Concurrent code and expensive instructions [LWN.net]

January 26, 2011

This article was contributed by Paul McKenney

Introduction

Symmetric multiprocessing (SMP) code often requires expensive instructions, including atomic operations and memory barriers, and often causes expensive cache misses. Yet some SMP code can be extremely cheap and fast, using no expensive instructions at all. Examples of cheap SMP code include per-CPU counters and RCU read-side critical sections. So why can't all SMP code be cheap? Is it just that we aren't smart enough to spot clever ways of implementing other algorithms, for example, concurrent stacks and queues? Is it that we might be able to implement concurrent stacks and queues without expensive instructions, but only at the cost of mind-bending complexity? Or is it simply impossible to implement concurrent stacks and queues without using expensive instructions?
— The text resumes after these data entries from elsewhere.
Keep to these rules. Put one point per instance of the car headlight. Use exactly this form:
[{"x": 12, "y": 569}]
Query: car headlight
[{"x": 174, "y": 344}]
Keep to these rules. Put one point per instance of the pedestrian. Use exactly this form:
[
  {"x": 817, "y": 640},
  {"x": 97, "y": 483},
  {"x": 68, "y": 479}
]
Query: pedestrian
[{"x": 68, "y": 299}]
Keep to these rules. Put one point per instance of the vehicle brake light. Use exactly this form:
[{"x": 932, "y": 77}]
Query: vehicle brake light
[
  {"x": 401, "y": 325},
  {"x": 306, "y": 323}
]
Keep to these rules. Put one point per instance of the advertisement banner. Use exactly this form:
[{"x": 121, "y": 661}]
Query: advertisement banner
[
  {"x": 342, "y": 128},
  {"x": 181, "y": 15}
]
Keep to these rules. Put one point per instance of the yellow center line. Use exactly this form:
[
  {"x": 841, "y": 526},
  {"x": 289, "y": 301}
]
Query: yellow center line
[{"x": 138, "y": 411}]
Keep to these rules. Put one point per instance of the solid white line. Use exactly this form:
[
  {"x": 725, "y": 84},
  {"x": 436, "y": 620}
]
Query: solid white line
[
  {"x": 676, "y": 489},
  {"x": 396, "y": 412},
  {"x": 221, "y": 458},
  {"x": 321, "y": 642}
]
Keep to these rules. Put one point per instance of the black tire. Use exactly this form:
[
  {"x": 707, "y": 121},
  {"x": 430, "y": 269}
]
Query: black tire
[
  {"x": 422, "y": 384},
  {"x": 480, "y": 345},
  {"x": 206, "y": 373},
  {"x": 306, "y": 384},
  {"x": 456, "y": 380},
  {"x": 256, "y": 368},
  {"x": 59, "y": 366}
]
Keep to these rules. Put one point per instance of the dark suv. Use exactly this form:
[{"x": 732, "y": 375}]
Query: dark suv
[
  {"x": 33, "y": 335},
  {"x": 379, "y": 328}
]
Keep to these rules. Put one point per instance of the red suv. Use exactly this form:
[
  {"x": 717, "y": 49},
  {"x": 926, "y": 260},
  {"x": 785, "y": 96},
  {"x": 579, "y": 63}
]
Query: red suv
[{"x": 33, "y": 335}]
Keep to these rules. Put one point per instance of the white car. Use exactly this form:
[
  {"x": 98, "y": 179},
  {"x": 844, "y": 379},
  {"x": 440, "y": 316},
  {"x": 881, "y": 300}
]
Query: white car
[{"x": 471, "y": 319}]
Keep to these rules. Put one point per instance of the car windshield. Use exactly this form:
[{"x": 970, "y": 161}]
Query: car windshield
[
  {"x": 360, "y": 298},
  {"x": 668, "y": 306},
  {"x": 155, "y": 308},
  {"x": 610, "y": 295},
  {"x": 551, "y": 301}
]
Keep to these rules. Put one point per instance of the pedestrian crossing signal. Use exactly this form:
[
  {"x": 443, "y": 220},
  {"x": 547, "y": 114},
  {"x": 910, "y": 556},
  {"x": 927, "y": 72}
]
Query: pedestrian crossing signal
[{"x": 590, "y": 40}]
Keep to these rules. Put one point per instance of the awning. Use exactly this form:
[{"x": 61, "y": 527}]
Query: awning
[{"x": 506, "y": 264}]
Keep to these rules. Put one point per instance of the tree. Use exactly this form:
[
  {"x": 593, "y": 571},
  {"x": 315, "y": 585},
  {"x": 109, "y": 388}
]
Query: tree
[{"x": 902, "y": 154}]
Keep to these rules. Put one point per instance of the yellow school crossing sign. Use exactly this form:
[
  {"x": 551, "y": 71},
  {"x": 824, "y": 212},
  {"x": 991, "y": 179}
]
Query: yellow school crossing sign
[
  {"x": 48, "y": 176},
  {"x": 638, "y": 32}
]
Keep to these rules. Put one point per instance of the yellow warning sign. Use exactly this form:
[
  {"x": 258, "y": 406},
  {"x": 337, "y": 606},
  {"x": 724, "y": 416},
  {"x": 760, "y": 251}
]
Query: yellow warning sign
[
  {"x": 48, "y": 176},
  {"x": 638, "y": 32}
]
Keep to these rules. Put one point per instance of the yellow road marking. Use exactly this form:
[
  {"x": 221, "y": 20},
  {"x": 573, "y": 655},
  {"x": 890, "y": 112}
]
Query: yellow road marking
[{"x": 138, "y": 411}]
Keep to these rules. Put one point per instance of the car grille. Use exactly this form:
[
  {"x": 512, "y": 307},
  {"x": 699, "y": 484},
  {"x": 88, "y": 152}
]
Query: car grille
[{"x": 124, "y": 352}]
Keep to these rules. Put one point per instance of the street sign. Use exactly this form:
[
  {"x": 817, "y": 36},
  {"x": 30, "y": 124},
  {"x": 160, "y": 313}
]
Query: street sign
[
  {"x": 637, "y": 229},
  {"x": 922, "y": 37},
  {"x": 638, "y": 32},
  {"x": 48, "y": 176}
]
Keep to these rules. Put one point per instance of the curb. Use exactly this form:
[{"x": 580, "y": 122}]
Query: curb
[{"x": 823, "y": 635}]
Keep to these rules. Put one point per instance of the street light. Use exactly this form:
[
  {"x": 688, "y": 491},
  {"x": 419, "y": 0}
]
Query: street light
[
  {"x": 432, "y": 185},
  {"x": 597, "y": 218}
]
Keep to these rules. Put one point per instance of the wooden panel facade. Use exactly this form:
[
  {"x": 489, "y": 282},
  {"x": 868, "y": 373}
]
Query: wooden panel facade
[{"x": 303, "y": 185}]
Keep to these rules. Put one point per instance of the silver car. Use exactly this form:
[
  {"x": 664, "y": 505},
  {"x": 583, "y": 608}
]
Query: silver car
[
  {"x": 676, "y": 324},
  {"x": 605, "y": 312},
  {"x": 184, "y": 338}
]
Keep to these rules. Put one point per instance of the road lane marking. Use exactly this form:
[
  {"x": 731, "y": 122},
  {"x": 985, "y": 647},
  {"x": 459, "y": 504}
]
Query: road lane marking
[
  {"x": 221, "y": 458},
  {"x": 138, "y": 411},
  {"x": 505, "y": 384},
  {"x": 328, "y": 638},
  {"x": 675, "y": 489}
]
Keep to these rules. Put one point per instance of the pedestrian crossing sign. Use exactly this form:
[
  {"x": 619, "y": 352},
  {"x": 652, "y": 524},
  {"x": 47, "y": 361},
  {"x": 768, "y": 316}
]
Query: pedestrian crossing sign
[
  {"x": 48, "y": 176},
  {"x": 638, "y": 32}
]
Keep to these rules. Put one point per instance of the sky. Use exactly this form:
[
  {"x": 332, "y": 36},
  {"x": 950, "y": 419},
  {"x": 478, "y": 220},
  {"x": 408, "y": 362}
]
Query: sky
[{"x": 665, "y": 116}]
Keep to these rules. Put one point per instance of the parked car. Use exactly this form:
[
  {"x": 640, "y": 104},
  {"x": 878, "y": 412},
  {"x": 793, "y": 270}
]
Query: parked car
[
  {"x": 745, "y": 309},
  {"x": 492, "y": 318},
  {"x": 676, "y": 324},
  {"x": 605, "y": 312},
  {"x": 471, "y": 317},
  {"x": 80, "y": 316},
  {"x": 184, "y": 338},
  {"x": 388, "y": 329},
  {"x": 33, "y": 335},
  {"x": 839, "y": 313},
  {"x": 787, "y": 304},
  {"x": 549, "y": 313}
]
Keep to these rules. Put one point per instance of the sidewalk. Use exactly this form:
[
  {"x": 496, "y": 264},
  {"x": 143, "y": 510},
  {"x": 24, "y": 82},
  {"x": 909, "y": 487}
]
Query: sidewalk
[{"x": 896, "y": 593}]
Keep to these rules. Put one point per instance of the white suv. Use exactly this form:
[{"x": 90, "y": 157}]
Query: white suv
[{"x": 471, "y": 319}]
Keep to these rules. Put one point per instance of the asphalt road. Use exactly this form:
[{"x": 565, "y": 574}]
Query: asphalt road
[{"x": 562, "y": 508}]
My traditional approach has been to place my faith in two observations: (1) if you beat your head against a wall long enough, one of two things is bound to happen, and (2) I have a hard head. Although this approach has worked well, something less painful would be quite welcome. And so it was with great interest that I read a paper entitled "Laws of Order: Expensive Synchronization in Concurrent Algorithms Cannot be Eliminated" by Attiya et al., with the “et al.” including Maged Michael, whom I have had the privilege of working with for quite some time.

It is important to note that the title overstates the paper's case somewhat. Yes, the paper does present some laws requiring that many concurrent algorithms use expensive instructions, however, all laws have their loopholes, including the Laws of Order. So while we do need to understand the Laws of Order, we most especially need to understand how to fully exploit their loopholes.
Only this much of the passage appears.